その場には王とそのお世話をする侍従しかいなかったが、侍従は急いで外務大臣を呼びに行った。

 伝令はそのままその部屋に王と二人残された。


 外務大臣が来るまで目の前にいる伝令の男に向かい、「帝国軍は、王都に到着するまで何日かかりそうか。それと軍は兵器を持っているのか」と矢継ぎ早に問いただした。軍隊なのに、兵器を持っていない事などありえないのに、200年も戦争をしない間に王家には、本当に武力を持った軍が自分たちに向けられる可能性を思い浮かべる事すらできないでおり、こんな間抜けな問いが出て来たのだ。


「メルジン伯爵様の話では、3日もあれば到着するのではと言われています。メルジン領を通る際も、伯爵には何の挨拶もなく、不審に思った伯爵が派遣した使いをその場で切り捨てたそうです」

「何!」

 メルジン伯領にも衛兵、つまり警察機能を持った兵はいるが、これは戦争ができる兵ではない。

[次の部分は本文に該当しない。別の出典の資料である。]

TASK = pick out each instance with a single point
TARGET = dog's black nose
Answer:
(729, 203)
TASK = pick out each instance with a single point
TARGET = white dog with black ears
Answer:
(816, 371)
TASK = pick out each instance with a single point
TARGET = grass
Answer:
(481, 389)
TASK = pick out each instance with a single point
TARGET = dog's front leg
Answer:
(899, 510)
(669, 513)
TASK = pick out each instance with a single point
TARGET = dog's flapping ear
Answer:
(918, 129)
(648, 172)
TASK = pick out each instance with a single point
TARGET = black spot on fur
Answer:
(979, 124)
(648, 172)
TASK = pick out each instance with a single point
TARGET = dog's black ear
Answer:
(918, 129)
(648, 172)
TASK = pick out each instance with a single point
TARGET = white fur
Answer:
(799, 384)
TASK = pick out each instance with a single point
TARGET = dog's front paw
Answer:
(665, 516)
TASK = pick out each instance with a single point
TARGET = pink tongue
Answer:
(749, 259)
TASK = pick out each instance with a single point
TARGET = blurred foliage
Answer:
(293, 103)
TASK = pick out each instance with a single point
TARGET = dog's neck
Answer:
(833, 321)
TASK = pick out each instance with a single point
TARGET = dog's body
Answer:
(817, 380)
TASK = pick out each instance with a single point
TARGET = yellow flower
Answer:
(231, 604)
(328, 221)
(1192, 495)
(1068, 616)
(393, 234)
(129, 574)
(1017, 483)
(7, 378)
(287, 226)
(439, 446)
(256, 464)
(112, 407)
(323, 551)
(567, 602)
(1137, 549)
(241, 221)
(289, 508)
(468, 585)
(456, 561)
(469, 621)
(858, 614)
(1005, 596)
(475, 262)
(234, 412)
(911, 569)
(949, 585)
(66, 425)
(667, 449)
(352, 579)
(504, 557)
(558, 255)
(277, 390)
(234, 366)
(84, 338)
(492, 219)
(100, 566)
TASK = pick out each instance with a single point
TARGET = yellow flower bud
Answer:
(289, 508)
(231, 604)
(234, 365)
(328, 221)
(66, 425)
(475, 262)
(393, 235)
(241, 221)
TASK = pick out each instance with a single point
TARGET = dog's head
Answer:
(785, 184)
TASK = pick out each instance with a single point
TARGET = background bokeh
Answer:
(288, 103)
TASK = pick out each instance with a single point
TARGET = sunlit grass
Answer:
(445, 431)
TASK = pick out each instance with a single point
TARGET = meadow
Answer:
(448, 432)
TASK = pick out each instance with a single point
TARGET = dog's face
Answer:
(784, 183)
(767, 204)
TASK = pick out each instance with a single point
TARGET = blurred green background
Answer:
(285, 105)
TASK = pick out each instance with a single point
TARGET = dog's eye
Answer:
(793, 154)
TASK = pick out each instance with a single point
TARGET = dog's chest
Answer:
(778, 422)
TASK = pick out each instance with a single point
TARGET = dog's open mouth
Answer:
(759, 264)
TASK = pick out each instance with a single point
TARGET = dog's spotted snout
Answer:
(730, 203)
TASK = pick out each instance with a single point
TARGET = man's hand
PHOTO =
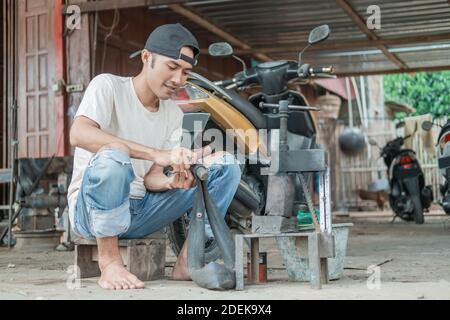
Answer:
(181, 180)
(180, 159)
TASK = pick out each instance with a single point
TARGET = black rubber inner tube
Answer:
(214, 276)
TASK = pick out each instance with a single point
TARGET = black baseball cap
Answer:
(168, 40)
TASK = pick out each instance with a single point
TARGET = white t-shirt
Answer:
(112, 102)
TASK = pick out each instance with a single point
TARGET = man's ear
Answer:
(146, 56)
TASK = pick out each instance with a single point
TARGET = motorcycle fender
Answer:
(412, 186)
(232, 122)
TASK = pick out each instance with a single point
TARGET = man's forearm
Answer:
(92, 139)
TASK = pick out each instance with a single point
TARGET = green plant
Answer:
(427, 92)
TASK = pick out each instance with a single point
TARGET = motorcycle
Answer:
(443, 156)
(408, 195)
(219, 106)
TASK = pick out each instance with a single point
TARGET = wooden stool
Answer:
(145, 258)
(320, 248)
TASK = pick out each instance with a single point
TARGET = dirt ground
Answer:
(415, 264)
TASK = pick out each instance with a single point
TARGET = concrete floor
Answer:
(417, 267)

 目が国外に向いておらず、領内にしか向いていないので、その為の訓練しかしていないのだ。

 これはメルジン領だけでなく、ボルズリー国内はくまなくこの状態なのだ。

 使いをその場で切り捨てられても、相手が10,000の兵であれば、伯爵には何もできないのだ。唯一出来る事は、この状況を王へ知らせるため伝令を送る事だけだった。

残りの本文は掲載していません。